I have no experience with push-pull comparators. I think I remember looking for them online and not finding much.

They're not as common as the open-collector type.

I understand what you mean about the edges, since the op-amp has to recover from saturation. I don't think this would really be a problem, since I'm running from LFO type frequencies up to around 4 or 5 kHz, but the thought of punishing an op-amp like that when I don't necessarily have to makes me cringe.

Most opamp-based function generators use opamps in exactly this kind of duty.

I'm pretty happy with what the buffered discrete thing is doing.

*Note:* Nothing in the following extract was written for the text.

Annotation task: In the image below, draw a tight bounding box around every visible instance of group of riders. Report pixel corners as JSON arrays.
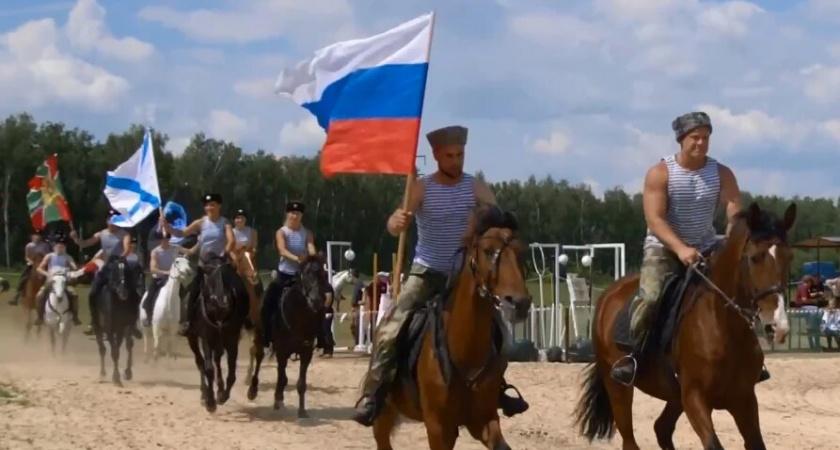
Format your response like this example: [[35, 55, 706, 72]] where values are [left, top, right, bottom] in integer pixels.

In that case, if it ain't broke, don't fix it.

[tomfoy]

I've looked at some nice designs that use op-amps as comparators, the Music from Outer Space VCO, for example, so I know it can work well.

[PRR]

If you are doing high musical pitches, the rise/fall time of generic (101-era) opamps makes pitch go flat in the high octaves.

ARP used an elaborate version of your first circuit, all discrete, to get good pitch scaling.

There's also "sticktion". Many opamps take time to recover from gross overload.

An LFO or a low-performance note oscillator could sure use some of today's speedy opamps as the Schmitt.